Mrs. Baroda was a little provoked to learn that her husband expected his

friend, Gouvernail, up to spend a week or two on the plantation.

They had entertained a good deal during the winter; much of the time had

also been passed in New Orleans in various forms of mild dissipation.

She was looking forward to a period of unbroken rest, now, and

undisturbed tete-a-tete with her husband, when he informed her that

Gouvernail was coming up to stay a week or two.

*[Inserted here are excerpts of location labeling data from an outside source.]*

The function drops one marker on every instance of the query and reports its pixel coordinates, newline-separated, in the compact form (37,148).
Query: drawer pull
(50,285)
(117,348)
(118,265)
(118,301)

This was a man she had heard much of but never seen. He had been her

husband's college friend; was now a journalist, and in no sense a

society man or "a man about town," which were, perhaps, some of the

reasons she had never met him. But she had unconsciously formed an

image of him in her mind. She pictured him tall, slim, cynical; with

eye-glasses, and his hands in his pockets; and she did not like him.

Gouvernail was slim enough, but he wasn't very tall nor very cynical;

neither did he wear eyeglasses nor carry his hands in his pockets. And

she rather liked him when he first presented himself.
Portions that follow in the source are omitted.